Direção da escola – O colégio está instalando câmeras em todas as suas dependências. São aproximadamente 90 câmeras entre salas de aula, áreas de circulação e esportes, sendo que estão em processo de instalação e ainda não entraram em funcionamento.
ZH – As câmeras gravam as aulas ou transmitem as imagens para alguma central? Como é feito o monitoramento?
Direção – Todas as câmeras são ligadas a uma central onde as imagens ficam registradas. Cumpre ressaltar que essas imagens serão absolutamente confidencias e protegidas nos termos da lei. As imagens não têm o objetivo de monitoramento mas sim ficarão disponíveis para o caso de serem necessárias. Somente a direção do colégio tem acesso a elas.
ZH – Por que a escola tomou essa decisão? Qual a finalidade da presença das câmeras em sala de aula?
Direção – O objetivo das câmeras é aumentar a segurança pessoal e patrimonial de toda a comunidade escolar.
ZH – O Sinpro pediu a retirada das câmeras, com o argumento de que elas estabelecem um clima de desconfiança dentro da sala de aula. Qual a posição da escola com relação a isso?
Direção – O Colégio Província de São Pedro desenvolve um projeto de ensino com total transparência e confiança na relação de pais, alunos e professores. Com o devido respeito à opinião do Sinpro, entendemos que a presença das câmeras não cria qualquer clima de desconfiança ou prejuízo ao bom andamento das atividades escolares.
EDITORA DE EDUCAÇÃO | Ângela Ravazzolo
Vigiar ou confiar
Quem tem filhos sabe que muitas vezes é difícil deixar a criança em uma escola grande, com um pátio que parece maior do que o mundo, diante de novos colegas e de professores também desconhecidos. Não é fácil, mas é preciso. A decisão de optar por uma ou outra instituição de ensino tampouco é simples e provoca inúmeros questionamentos. E esse processo todo precisa estar marcado por um elemento óbvio e central: a confiança.

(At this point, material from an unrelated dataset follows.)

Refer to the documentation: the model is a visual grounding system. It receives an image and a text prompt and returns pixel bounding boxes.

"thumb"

Percorrer a escola, participar das reuniões, indagar professores e gestores sobre o método de ensino, acompanhar o caderno de temas do filho, conhecer os colegas são práticas positivas de atenção e cuidado e que demandam tempo e esforço da família e da escola.
Câmeras em sala de aula são recursos automáticos e mais simples do que a presença real da família no ambiente escolar, apenas registram o que acontece. Os aparelhos, por si só, não dão conta da função maior da escola: permitir a troca de ideias, o relacionamento saudável entre estudantes e mestres, a construção do conhecimento em parceria. O bom aprendizado depende de um trabalho de qualidade do professor, criando uma relação que extrapola um suposto controle total e que, por isso mesmo, pode ser muito mais produtiva.